In a tone that implied an idiot should know this, the head of retail consulting for a large international firm recently told me that investing in good customer service does not make economic sense in this region. In another conversation, a self-styled customer satisfaction expert said the issue was obvious: you just needed to train staff and let them know that secret shoppers would be watching.
Neither point of view makes much sense in my opinion. Research on management practices, including some of my own, shows why these "experts" are wrong.
Customer service is typically viewed as a problem at the level of the individual business. In a global economy, however, where tourists and citizens choose where to spend their travel and shopping dollars, this is a very narrow and short-sighted viewpoint.
If women do not like the customer service in a high-fashion outlet in Dubai Mall, they will simply buy handbags in Europe instead. A businessman who feels slighted by the attention he receives at a restaurant in Abu Dhabi may choose to vacation in Asia on his next holiday. It's difficult to measure these losses, but anecdotal evidence shows that they do occur.
Retailers and business owners have two typical arguments why they cannot deliver better customer service - or why it doesn't matter. The first involves a common complaint about the available labour pool. I find this argument to be almost overtly racist. Having travelled in many countries, I've seen fantastic customer service offered by people of every nationality. If there is a problem with performance, race or nationality does not explain it.

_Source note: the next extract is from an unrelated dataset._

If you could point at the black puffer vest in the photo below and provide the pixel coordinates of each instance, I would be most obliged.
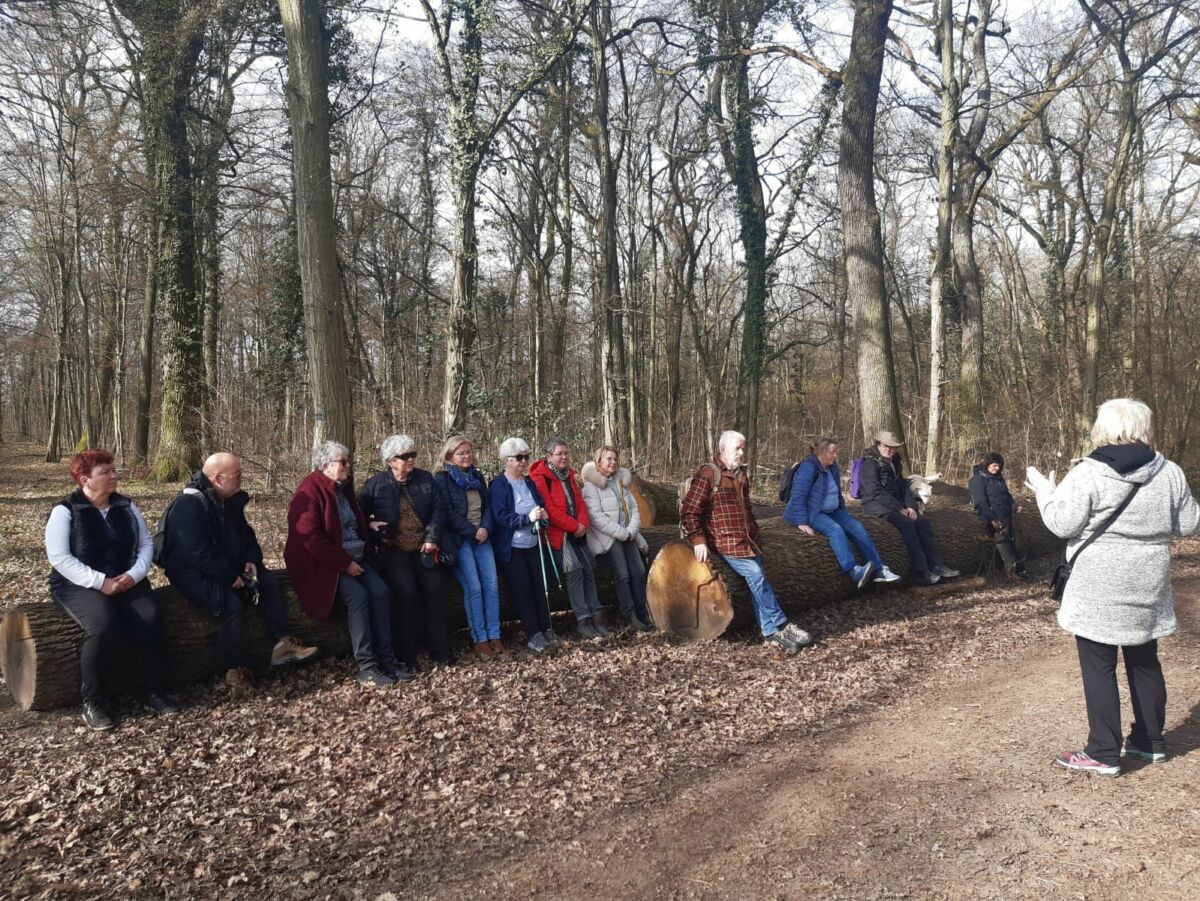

The explanation that customer service is not important to economic viability, because 80 per cent of the population is expatriate with many people coming from countries where service standards are low, is also unconvincing.
Here's why. Customer service is really about basic civility, facilitating transactions and bringing customers back to your establishment. If you have a product, you want people to buy it; regardless of what people are used to, they are going to buy more things if you make it easier for them. The few tweaks required to achieve quality customer service are about good management. How does that not make good economic sense?
Why isn't establishing good customer service standards as simple as monitoring staff? The beauty of social research shows that people do not, in fact, behave in intuitive ways. By introducing monitoring systems, such as secret shoppers, we often signal to employees that we do not trust them.
At the policy level, the UAE would benefit by focusing on management training, changing autocratic practices and encouraging partnerships between academia and industry.
Social research has an obvious value for economic development. We need a greater recognition of the importance of customer service and how it is achieved through good management. A manager is not just somebody who lords over employees, monitors their every move and punishes them if they go astray. We left that behind in the 1920s because it did not work.